On June 29, researchers at the University of Nebraska and other institutions were eager to recognize the Asteroid Day and how far the world is getting prepared to counter the asteroid monster. The event took place at the Nebraska State Museum, at Morrill Hall. The occasion brings a great opportunity to discuss the Earth’s potential demise by the unknown asteroids.
The theories surrounding the asteroid research has been entangled in a long debate with many scientists claiming that the likelihood of such an occurrence is very minimal. According to Elsbeth Magilton, the executive director of the College of the Law’s Space at the University of Nebraska commented that the risk of the disturbing asteroid attacking the world is very low and hence, there is no need of worrying that the object would crumble the Earth at one time.
Zach Thompson, the coordinator at the University of Nebraska also added that the planet killers such as the ones that wiped up the generation of dinosaurs happen only once after every 100 million years and they are so huge that the scientist can easily monitor them using the advanced technology to know their magnitude way before they happen.

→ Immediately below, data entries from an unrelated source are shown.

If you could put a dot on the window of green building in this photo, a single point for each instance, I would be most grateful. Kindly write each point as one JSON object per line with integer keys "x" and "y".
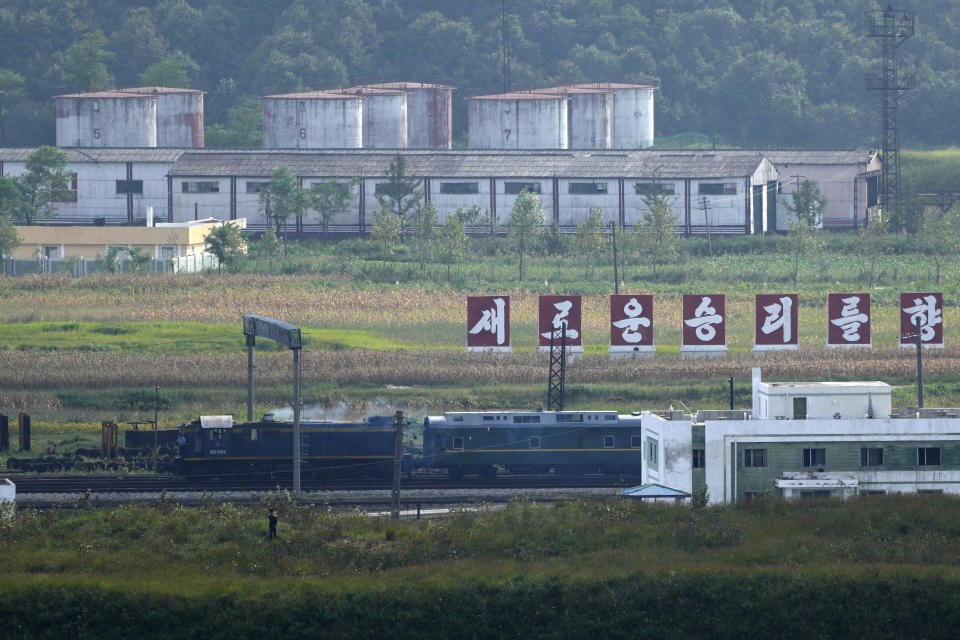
{"x": 814, "y": 457}
{"x": 699, "y": 458}
{"x": 754, "y": 457}
{"x": 871, "y": 456}
{"x": 928, "y": 456}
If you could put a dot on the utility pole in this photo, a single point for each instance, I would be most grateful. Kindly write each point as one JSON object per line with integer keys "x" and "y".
{"x": 919, "y": 366}
{"x": 397, "y": 462}
{"x": 893, "y": 27}
{"x": 705, "y": 207}
{"x": 156, "y": 412}
{"x": 616, "y": 275}
{"x": 558, "y": 358}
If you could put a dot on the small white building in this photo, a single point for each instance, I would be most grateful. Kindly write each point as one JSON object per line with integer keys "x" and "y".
{"x": 819, "y": 400}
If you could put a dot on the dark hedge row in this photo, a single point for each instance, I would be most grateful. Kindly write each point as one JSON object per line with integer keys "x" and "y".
{"x": 674, "y": 606}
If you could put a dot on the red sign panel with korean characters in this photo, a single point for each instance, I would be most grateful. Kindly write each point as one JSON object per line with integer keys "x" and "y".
{"x": 488, "y": 323}
{"x": 704, "y": 323}
{"x": 928, "y": 309}
{"x": 848, "y": 320}
{"x": 555, "y": 311}
{"x": 776, "y": 321}
{"x": 631, "y": 323}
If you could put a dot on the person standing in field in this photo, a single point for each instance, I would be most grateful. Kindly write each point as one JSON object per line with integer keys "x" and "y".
{"x": 272, "y": 517}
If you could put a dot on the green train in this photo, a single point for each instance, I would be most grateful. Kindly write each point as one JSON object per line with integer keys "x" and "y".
{"x": 565, "y": 442}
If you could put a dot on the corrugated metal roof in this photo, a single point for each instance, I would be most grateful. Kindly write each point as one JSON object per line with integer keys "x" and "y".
{"x": 131, "y": 92}
{"x": 472, "y": 163}
{"x": 520, "y": 95}
{"x": 818, "y": 156}
{"x": 407, "y": 85}
{"x": 615, "y": 85}
{"x": 653, "y": 490}
{"x": 312, "y": 95}
{"x": 79, "y": 156}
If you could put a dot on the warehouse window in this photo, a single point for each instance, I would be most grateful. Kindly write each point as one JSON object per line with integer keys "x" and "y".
{"x": 754, "y": 457}
{"x": 928, "y": 456}
{"x": 587, "y": 188}
{"x": 200, "y": 187}
{"x": 814, "y": 457}
{"x": 459, "y": 187}
{"x": 718, "y": 188}
{"x": 125, "y": 187}
{"x": 871, "y": 456}
{"x": 72, "y": 195}
{"x": 654, "y": 188}
{"x": 699, "y": 458}
{"x": 513, "y": 188}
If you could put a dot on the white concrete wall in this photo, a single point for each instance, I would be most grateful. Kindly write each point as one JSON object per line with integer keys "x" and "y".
{"x": 97, "y": 189}
{"x": 180, "y": 120}
{"x": 518, "y": 124}
{"x": 320, "y": 123}
{"x": 632, "y": 118}
{"x": 107, "y": 122}
{"x": 384, "y": 121}
{"x": 675, "y": 452}
{"x": 590, "y": 120}
{"x": 836, "y": 184}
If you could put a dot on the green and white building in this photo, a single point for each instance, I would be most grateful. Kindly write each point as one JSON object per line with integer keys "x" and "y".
{"x": 824, "y": 440}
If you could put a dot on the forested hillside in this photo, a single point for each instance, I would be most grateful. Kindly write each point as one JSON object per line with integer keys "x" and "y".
{"x": 744, "y": 72}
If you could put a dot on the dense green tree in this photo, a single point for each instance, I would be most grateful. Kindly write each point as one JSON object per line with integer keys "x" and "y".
{"x": 329, "y": 199}
{"x": 45, "y": 181}
{"x": 243, "y": 128}
{"x": 400, "y": 193}
{"x": 525, "y": 225}
{"x": 84, "y": 64}
{"x": 282, "y": 199}
{"x": 9, "y": 239}
{"x": 226, "y": 243}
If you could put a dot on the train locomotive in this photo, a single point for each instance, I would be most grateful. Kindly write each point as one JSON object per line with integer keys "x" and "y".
{"x": 215, "y": 446}
{"x": 565, "y": 442}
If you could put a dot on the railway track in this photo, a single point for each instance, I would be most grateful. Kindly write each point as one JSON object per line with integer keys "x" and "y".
{"x": 149, "y": 483}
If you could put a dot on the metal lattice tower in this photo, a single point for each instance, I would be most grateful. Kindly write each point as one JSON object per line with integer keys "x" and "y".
{"x": 893, "y": 27}
{"x": 558, "y": 360}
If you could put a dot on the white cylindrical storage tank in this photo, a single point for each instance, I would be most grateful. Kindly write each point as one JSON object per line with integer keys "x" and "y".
{"x": 588, "y": 116}
{"x": 107, "y": 119}
{"x": 384, "y": 117}
{"x": 518, "y": 121}
{"x": 429, "y": 113}
{"x": 312, "y": 120}
{"x": 632, "y": 113}
{"x": 179, "y": 116}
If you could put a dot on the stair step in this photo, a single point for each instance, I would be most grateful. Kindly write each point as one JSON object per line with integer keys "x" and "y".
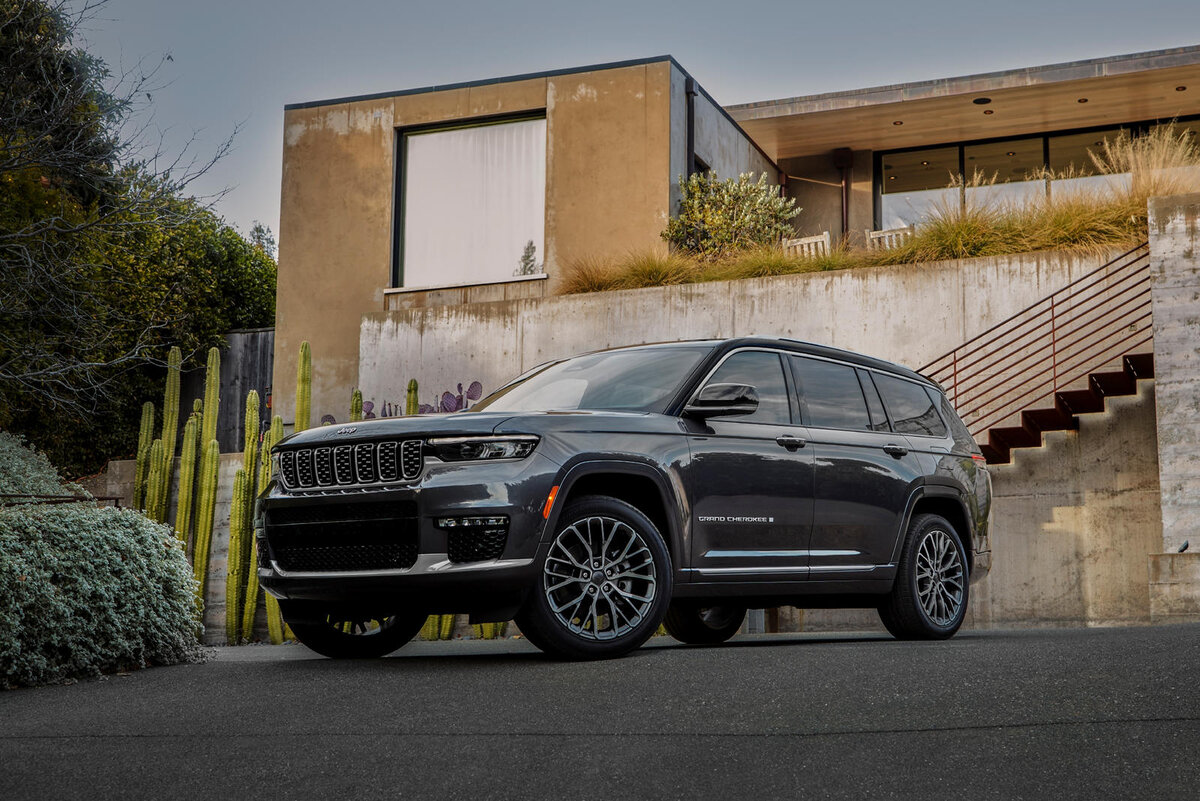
{"x": 1119, "y": 377}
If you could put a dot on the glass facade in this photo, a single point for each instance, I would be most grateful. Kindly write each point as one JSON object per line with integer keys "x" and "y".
{"x": 913, "y": 182}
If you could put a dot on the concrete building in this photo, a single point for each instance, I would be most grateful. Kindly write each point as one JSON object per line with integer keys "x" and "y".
{"x": 487, "y": 190}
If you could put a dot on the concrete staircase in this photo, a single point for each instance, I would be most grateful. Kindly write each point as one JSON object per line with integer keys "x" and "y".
{"x": 1055, "y": 360}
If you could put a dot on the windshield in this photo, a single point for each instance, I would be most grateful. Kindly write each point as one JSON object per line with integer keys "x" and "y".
{"x": 616, "y": 380}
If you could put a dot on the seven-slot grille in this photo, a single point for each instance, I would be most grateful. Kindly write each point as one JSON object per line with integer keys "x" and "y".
{"x": 366, "y": 463}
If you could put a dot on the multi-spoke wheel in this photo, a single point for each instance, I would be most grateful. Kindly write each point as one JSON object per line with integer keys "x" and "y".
{"x": 347, "y": 633}
{"x": 604, "y": 585}
{"x": 929, "y": 597}
{"x": 702, "y": 624}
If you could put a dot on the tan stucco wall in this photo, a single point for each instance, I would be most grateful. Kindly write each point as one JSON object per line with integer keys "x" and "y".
{"x": 815, "y": 184}
{"x": 607, "y": 191}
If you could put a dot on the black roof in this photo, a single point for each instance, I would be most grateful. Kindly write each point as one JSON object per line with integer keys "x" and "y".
{"x": 798, "y": 345}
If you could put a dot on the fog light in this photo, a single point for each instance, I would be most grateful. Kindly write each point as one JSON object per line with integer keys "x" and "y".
{"x": 496, "y": 521}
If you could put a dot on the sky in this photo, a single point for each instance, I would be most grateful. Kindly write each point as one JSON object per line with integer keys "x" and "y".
{"x": 234, "y": 64}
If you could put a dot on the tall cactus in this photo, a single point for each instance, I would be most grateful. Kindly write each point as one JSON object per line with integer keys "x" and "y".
{"x": 186, "y": 479}
{"x": 304, "y": 387}
{"x": 411, "y": 405}
{"x": 154, "y": 482}
{"x": 211, "y": 404}
{"x": 169, "y": 426}
{"x": 234, "y": 564}
{"x": 205, "y": 507}
{"x": 145, "y": 437}
{"x": 250, "y": 606}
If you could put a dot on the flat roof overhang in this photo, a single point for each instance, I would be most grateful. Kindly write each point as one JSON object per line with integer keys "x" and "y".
{"x": 1036, "y": 100}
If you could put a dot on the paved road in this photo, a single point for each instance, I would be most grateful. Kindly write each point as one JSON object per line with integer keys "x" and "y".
{"x": 1083, "y": 714}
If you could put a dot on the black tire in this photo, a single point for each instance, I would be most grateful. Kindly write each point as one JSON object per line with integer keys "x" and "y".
{"x": 604, "y": 585}
{"x": 931, "y": 590}
{"x": 349, "y": 634}
{"x": 699, "y": 624}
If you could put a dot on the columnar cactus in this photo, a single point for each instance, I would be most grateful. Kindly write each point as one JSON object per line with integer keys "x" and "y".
{"x": 211, "y": 405}
{"x": 186, "y": 479}
{"x": 304, "y": 387}
{"x": 154, "y": 482}
{"x": 169, "y": 427}
{"x": 411, "y": 404}
{"x": 233, "y": 570}
{"x": 145, "y": 437}
{"x": 205, "y": 506}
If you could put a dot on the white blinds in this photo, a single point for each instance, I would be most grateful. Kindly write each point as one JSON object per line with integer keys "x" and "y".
{"x": 474, "y": 198}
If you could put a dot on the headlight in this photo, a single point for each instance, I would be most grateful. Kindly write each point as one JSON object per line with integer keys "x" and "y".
{"x": 477, "y": 449}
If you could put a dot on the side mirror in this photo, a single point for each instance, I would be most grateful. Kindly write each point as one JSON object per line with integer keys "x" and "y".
{"x": 724, "y": 399}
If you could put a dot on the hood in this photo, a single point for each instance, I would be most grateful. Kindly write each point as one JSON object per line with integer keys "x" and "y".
{"x": 465, "y": 423}
{"x": 447, "y": 425}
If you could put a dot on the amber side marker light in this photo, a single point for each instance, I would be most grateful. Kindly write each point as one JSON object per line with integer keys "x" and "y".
{"x": 550, "y": 504}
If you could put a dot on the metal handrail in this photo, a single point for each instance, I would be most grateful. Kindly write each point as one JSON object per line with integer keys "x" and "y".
{"x": 1073, "y": 332}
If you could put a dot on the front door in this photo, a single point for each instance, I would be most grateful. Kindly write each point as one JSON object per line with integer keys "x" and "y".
{"x": 750, "y": 481}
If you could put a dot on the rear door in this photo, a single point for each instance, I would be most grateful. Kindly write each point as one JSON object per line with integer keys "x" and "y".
{"x": 750, "y": 480}
{"x": 864, "y": 473}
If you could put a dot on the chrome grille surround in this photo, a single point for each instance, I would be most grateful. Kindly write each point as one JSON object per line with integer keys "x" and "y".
{"x": 327, "y": 467}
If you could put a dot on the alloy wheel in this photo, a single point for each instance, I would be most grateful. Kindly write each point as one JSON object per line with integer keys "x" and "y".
{"x": 940, "y": 577}
{"x": 599, "y": 578}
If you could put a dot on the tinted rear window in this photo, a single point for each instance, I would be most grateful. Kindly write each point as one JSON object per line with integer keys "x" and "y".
{"x": 832, "y": 395}
{"x": 911, "y": 408}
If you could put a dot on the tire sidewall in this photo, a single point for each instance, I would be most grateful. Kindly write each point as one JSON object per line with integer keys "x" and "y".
{"x": 927, "y": 524}
{"x": 543, "y": 626}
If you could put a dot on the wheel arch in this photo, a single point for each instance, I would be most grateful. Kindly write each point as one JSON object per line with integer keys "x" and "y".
{"x": 943, "y": 501}
{"x": 639, "y": 485}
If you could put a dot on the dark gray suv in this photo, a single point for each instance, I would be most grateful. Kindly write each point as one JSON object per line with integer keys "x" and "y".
{"x": 594, "y": 498}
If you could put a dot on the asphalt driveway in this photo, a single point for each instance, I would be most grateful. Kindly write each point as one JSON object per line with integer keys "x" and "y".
{"x": 1063, "y": 714}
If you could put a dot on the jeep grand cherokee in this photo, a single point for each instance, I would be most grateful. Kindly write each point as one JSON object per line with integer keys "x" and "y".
{"x": 594, "y": 498}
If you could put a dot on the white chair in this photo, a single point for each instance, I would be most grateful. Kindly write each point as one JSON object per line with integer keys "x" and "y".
{"x": 808, "y": 247}
{"x": 888, "y": 239}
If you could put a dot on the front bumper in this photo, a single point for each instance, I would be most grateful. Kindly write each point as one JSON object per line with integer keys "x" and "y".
{"x": 371, "y": 546}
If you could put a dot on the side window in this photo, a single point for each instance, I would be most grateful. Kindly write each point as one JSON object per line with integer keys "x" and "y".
{"x": 832, "y": 395}
{"x": 912, "y": 410}
{"x": 762, "y": 371}
{"x": 963, "y": 438}
{"x": 879, "y": 417}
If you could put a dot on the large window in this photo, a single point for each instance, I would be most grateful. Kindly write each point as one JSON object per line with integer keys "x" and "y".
{"x": 473, "y": 204}
{"x": 915, "y": 182}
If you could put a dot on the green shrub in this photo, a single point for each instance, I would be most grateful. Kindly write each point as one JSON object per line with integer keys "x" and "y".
{"x": 719, "y": 216}
{"x": 87, "y": 590}
{"x": 25, "y": 471}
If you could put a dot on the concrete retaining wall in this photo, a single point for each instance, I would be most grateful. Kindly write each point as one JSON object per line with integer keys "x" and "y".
{"x": 909, "y": 313}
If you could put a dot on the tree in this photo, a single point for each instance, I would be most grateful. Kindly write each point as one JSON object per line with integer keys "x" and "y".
{"x": 262, "y": 238}
{"x": 103, "y": 260}
{"x": 718, "y": 216}
{"x": 78, "y": 181}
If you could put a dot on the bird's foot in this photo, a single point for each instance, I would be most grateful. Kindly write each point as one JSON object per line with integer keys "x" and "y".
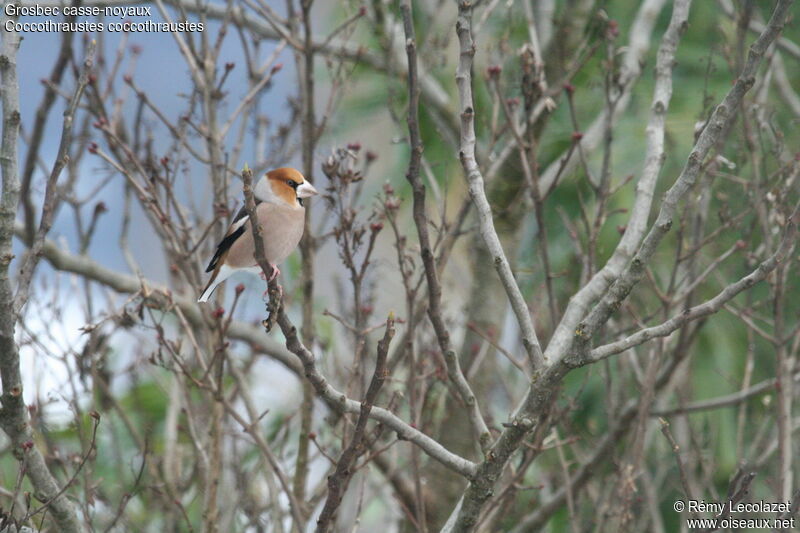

The Asteroid Day is considering the increasing presence of smaller chunks in the space about the size of a football field that could come to attack the Earth in the near future. With asteroids of such a small size, Thompson stated that it would be difficult for scientists to know their impact until maybe they have already come about.
In 2013, there was an asteroid explosion around the Chelyabinsk area in Russia that blew the windows of the surrounding buildings. In February, an asteroid-like meteor made a bright green fire over Milwaukee.